14 de abril de 2008
DAo mesmo tempo em que pinga na cidade a enérgica nota cinematográfica de Shine a light (2008), documentário de música assinado pelo norte-americano Martin Scorsese, o observador cinematográfico pode desfrutar de outro tipo de abordagem da cinebiografia de um músico em Não estou lá (I’m not there; 2007), do também americano Todd Haynes. Embora o nome do cantor americano Bob Dylan não seja citado em cena, diz-se que o filme é uma cinebiografia de Dylan; as canções de Dylan preenchem a faixa sonora, os fatos da vida do cantor estão ali, quem chegou a conhecer em dvd o extraordinário No direction home: Bob Dylan (2005), de Martin Scorsese, vai reencontrar declarações e episódios que agora passam a figurar como enxertos para apontar Não estou lá para a figura de Dylan como acontecimento musical dos anos 60 —revemos as críticas ao possível comercialismo do cantor ao tocar acompanhado de uma banda ou as entrevistas onde se questionava o conteúdo de protesto das delirantes canções de Dylan.
Mas na verdade é muito mais uma narrativa inspirada em Dylan do que uma cinebiografia (mesmo que livre) de Dylan.
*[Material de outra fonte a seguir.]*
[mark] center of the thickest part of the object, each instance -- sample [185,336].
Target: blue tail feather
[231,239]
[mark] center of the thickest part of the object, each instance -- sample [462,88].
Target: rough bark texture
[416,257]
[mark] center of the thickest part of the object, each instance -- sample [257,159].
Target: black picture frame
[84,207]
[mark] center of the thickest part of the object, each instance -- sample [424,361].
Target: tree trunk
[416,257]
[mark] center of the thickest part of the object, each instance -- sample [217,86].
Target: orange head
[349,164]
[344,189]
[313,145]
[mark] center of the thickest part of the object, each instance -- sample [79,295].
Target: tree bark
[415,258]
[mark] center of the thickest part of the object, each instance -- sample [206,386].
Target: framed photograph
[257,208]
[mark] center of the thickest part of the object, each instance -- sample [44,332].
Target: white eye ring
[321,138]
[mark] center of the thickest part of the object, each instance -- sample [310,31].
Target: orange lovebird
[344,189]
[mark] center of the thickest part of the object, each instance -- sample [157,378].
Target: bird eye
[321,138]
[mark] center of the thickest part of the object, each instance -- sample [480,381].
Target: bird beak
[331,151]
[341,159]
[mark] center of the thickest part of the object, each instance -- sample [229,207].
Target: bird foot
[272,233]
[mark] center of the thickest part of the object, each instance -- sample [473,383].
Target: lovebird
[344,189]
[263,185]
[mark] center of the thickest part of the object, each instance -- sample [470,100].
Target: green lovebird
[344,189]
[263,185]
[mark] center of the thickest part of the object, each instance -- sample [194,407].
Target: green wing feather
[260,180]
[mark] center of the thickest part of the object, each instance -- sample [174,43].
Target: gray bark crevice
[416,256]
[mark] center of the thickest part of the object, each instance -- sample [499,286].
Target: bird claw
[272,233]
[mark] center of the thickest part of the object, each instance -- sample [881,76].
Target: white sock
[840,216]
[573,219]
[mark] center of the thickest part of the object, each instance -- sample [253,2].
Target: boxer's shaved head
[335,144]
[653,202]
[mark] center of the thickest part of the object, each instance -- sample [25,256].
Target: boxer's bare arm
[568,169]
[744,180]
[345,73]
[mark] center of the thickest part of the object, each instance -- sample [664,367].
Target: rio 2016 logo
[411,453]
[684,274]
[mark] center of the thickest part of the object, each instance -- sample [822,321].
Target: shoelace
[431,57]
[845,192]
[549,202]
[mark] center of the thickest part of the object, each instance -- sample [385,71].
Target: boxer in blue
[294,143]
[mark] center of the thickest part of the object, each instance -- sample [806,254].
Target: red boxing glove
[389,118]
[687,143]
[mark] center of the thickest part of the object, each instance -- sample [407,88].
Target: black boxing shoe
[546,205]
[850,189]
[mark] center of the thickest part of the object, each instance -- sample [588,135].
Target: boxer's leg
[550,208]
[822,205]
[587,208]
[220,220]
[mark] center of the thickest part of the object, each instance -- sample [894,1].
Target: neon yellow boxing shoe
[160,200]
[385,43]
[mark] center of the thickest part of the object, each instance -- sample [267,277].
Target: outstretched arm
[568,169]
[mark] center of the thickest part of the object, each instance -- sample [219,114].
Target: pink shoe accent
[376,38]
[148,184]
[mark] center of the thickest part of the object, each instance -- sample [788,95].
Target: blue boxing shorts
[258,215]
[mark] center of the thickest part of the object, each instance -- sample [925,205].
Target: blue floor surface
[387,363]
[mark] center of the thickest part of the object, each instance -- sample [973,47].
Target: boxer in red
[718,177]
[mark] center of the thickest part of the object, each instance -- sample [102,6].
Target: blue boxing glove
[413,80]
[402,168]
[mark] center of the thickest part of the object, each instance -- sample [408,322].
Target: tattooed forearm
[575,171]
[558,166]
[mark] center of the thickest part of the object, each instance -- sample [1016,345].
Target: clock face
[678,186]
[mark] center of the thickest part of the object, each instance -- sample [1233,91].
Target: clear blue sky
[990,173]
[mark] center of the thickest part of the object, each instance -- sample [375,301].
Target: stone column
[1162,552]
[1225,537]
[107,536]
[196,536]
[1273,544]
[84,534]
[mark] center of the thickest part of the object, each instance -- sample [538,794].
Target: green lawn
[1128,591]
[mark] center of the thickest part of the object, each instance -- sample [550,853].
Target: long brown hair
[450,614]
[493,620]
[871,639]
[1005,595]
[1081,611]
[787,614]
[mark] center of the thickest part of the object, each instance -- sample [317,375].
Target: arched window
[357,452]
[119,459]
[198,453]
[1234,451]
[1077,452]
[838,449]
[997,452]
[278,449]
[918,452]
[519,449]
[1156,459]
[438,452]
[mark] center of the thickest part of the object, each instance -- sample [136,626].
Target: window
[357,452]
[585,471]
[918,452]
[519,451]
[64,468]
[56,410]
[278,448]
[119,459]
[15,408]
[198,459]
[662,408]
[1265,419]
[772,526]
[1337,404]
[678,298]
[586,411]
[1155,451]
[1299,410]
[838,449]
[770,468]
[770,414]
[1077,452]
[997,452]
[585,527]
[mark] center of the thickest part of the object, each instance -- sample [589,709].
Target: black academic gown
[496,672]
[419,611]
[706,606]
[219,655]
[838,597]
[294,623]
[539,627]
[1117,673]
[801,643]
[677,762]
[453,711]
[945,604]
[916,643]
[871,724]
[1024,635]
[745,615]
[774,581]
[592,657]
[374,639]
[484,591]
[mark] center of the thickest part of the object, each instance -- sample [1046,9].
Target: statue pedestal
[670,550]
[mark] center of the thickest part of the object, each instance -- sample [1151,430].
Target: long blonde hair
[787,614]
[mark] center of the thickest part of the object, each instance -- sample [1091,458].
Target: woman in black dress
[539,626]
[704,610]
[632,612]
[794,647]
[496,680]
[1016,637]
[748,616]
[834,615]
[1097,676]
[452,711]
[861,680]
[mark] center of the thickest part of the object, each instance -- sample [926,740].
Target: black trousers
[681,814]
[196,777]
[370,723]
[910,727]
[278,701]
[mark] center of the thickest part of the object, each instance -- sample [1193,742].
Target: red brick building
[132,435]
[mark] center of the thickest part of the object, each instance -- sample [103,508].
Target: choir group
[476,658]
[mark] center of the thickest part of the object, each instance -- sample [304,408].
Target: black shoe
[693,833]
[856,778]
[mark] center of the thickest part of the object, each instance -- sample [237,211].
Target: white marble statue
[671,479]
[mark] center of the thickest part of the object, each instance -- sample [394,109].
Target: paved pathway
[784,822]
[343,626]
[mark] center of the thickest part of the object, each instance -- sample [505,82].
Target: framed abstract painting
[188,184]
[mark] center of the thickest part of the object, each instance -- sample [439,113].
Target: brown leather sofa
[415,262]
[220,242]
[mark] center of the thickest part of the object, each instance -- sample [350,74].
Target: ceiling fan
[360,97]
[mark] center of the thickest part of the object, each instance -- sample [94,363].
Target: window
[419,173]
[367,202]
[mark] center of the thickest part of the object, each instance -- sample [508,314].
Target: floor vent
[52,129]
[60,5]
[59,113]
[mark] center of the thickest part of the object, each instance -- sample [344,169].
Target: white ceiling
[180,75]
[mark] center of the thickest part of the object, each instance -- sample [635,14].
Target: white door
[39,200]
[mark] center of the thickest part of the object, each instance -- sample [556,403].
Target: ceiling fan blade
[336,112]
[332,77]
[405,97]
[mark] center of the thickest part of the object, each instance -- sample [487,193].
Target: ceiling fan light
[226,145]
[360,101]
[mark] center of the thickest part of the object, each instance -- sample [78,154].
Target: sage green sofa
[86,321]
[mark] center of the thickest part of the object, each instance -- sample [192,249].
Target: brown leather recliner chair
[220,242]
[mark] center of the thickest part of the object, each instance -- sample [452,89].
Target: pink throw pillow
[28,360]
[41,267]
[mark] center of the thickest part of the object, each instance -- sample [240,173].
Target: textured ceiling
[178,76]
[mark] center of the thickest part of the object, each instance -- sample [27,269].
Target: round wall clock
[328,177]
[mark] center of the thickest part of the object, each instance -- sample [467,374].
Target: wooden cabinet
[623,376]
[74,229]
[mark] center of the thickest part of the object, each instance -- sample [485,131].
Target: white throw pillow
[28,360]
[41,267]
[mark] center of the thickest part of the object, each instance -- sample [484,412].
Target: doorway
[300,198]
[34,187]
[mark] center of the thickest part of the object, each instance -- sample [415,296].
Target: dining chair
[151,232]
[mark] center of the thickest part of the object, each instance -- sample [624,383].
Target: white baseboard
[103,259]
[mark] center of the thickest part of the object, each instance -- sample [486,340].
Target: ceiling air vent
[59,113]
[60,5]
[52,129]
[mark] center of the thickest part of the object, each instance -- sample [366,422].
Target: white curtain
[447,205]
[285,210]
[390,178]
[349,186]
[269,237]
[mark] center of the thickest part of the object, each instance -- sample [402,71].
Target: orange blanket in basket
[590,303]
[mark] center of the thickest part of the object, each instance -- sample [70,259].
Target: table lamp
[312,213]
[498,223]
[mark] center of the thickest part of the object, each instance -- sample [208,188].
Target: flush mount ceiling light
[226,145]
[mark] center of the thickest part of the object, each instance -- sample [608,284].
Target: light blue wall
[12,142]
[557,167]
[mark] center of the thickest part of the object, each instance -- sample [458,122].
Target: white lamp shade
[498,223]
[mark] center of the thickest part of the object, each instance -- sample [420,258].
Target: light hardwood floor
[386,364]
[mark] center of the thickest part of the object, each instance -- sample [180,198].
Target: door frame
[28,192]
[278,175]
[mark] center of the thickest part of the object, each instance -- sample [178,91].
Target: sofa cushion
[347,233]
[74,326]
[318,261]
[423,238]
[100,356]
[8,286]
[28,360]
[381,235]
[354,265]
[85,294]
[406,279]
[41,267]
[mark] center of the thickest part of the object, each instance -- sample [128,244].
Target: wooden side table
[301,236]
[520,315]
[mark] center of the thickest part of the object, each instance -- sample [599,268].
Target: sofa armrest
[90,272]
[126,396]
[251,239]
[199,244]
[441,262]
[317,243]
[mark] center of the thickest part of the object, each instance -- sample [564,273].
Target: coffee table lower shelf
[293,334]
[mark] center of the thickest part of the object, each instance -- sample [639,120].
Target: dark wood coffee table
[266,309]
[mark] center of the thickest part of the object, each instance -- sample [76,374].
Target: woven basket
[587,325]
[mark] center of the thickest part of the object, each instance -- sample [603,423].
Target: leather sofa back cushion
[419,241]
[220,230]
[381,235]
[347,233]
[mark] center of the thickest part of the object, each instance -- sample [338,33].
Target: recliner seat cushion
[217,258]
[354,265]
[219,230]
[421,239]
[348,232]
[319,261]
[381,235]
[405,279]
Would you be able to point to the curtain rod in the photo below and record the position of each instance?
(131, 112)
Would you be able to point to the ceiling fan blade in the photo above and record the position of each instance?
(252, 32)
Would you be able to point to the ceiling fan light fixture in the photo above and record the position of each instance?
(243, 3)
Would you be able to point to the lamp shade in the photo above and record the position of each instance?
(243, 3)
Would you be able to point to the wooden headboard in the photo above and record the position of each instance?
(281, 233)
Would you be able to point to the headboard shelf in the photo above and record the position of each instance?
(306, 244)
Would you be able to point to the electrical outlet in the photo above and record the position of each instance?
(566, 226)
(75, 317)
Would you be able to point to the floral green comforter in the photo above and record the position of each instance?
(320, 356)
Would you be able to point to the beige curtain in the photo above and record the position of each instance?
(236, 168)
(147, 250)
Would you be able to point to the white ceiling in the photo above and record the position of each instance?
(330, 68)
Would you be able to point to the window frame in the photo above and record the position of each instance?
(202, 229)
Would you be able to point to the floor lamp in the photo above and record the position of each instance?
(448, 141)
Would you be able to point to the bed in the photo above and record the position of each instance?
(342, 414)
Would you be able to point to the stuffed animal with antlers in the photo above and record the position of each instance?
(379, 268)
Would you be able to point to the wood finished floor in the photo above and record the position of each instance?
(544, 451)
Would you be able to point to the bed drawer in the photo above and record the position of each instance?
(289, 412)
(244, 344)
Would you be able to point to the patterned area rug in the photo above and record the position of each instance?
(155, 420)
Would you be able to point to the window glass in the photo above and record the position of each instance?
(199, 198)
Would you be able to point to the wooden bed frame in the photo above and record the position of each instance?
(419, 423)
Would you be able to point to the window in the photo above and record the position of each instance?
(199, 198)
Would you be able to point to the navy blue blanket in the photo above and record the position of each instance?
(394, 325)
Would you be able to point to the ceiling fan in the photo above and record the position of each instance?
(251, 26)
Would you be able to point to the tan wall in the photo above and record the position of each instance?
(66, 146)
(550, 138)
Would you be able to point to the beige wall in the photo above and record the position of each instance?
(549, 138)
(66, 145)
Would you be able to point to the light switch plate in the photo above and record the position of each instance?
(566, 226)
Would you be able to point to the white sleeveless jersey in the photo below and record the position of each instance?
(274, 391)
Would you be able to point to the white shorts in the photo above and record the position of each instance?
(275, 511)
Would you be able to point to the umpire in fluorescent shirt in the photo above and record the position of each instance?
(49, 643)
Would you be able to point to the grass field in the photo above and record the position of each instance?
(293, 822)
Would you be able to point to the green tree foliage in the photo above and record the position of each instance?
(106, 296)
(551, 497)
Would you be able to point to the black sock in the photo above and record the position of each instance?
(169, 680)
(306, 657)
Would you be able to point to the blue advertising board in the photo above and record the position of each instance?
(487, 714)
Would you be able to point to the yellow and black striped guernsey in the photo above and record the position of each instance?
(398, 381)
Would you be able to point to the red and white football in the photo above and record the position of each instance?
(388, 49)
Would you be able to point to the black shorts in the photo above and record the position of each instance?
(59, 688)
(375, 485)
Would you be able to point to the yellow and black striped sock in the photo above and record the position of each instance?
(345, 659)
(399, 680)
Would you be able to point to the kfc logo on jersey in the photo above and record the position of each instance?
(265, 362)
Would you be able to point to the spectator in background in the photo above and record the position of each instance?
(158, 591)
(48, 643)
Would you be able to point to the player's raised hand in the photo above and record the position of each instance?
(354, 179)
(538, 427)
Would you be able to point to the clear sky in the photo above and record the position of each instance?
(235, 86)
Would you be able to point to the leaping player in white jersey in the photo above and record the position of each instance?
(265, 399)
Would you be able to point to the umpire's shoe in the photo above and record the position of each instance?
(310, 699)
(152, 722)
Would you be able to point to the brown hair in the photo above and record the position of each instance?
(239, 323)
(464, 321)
Não é um documentário, embora adote certas coisas da linguagem documental, como o veio jornalístico de uma empostada objetividade logo desarticulada por um andamento fílmico tão complexo quanto confuso na capacidade de passar ao assistente suas intenções finais.
O que Haynes fez foi fragmentar a personalidade de Dylan em fragmentos que sua visão de cineasta tem do músico. Dylan pode ser um cantor negro muito garoto e provocativo, um efeminado cheio de trejeitos e afetação, um pistoleiro cantador da época de Billy the Kid, um cantor fanático religioso tipicamente ianque. Dylan para Haynes pode ser qualquer coisa que queremos. Em Não estou lá é bem possível esquecer que a referência inicial é Dylan e pensar no filme como uma visão tresloucada da América. As características muitas vezes circenses de Não estou lá remetem ao realizador italiano Federico Fellini e seu Oito e meio (1963); há uma cena no filme de Haynes em que a personagem alça um estranho e onírico vôo, pairando na imagem, em vestes negras, como na seqüência de abertura do clássico de Fellini.
Não estou lá é um espetáculo curioso e que merece ser visto; mas acho que se goza melhor a realização se esquecermos seu mote inicial, Bob Dylan. Claro: não quando ouvimos a faixa sonora, pois Dylan é sempre o máximo, mas somente ao acompanharmos as trêfegas e perdidas evoluções da narrativa.